1999 novel written by Graham Edwards

Stone and Sky is a fantasy novel written by Graham Edwards. The novel was first published in 1999 by Voyager Books (UK) and HarperPrism (US). It is the first book in the Stone trilogy, which also includes Stone and Sea and Stone and Sun. The trilogy is a follow-up to Edwards' Ultimate Dragon Saga trilogy, and is loosely connected via various plot threads.

==Plot summary==

The book, as well as its sequels, follows the adventures of British historian and naturalist Jonah Lightfoot, who is caught in the eruption of Krakatoa in 1883. The blast transports him and American runaway Annie West into a vertical world consisting of a seemingly infinite wall populated by crumbling civilisations, weird creatures, and sentient dragons. No one knows where the wall begins or ends, and no one dares to climb to its top or fall to its base.

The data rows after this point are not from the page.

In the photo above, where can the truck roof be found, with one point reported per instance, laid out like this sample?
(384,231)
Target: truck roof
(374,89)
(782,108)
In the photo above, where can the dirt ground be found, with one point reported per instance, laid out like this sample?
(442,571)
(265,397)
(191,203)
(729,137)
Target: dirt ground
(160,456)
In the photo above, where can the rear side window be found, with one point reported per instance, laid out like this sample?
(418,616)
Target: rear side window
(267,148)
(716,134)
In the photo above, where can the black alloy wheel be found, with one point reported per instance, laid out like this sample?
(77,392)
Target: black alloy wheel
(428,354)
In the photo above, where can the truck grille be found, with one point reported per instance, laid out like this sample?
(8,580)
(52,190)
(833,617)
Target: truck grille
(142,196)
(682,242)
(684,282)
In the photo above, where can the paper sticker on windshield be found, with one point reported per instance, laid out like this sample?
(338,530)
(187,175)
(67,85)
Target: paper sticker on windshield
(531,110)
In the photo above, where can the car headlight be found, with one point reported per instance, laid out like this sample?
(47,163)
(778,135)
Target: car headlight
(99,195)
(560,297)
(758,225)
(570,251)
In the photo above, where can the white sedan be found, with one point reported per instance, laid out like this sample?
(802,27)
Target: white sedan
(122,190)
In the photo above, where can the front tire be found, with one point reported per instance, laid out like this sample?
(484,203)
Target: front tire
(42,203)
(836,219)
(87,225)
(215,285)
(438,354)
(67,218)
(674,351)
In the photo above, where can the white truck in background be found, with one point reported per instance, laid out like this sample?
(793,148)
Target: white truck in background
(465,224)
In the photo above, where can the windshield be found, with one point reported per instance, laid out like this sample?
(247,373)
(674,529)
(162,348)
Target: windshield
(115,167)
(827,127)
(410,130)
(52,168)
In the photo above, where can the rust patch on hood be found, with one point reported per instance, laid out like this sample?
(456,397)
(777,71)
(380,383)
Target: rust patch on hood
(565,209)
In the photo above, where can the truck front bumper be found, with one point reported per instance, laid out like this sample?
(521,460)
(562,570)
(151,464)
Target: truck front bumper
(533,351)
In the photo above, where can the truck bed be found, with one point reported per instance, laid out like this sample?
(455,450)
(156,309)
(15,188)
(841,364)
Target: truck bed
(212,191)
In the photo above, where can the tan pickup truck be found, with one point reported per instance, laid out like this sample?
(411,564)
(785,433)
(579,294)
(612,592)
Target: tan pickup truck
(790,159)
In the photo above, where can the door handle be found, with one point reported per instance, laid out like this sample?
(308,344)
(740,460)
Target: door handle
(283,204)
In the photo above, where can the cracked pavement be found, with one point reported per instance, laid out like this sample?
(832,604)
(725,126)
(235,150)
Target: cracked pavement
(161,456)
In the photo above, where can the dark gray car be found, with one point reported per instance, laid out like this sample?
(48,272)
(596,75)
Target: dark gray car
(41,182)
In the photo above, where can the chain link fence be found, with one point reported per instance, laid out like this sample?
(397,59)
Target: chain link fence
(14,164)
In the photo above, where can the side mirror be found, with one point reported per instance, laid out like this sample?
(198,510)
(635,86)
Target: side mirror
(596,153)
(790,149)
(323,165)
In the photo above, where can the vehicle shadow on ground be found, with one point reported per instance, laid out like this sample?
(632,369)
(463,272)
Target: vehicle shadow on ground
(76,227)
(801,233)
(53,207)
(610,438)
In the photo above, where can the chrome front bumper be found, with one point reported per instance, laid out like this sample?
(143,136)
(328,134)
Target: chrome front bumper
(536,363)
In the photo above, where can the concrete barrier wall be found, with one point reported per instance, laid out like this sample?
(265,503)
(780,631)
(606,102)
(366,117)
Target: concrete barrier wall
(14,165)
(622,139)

This world is called Amara, and it is a place deeply entwined with our own world. Throughout the books Jonah and his companions traverse the world and uncover its many mysteries. The true nature of Amara is fully revealed in the second book of the trilogy, Stone and Sea.

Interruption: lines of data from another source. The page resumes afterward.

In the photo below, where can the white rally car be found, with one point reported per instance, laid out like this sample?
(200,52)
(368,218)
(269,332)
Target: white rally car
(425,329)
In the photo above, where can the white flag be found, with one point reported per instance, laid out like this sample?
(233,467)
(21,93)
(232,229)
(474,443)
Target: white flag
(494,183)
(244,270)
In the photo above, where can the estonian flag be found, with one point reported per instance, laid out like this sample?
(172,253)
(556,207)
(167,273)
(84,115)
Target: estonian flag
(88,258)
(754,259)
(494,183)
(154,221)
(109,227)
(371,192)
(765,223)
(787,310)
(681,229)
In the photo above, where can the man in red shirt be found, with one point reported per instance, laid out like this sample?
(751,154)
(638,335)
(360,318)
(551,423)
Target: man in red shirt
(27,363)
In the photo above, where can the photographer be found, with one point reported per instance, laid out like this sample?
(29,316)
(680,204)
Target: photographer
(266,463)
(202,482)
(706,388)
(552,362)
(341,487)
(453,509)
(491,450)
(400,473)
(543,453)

==List of major characters==
- Jonah Lightfoot - A British historian and naturalist from the Victorian era, and a follower of Charles Darwin.
- Annie West - An American painter from Jonah's time, escaping from an abusive husband when she meets Jonah near Java.
- Archan - The immortal, evil dragon, first seen in Dragonstorm.
- Ocher - One of the Deathless, once an immortal basilisk.
- Gerent - A pre-Homo sapiens human, born on Amara.
- Malya - A pre-Homo sapiens human, born on Amara.
- Kythe - A dragon, born on Amara.
- Esh - A strange sentient bug-like creature whose task it is to rebuild decaying parts of Amara.
- Frey - A witch doctor seeking to own magical powers, born on Amara.
- Torus - A dragon of Amara, tortured to insanity by Frey in his search for magic's essence.
- Rance West - Annie's husband, a violent farm-owner.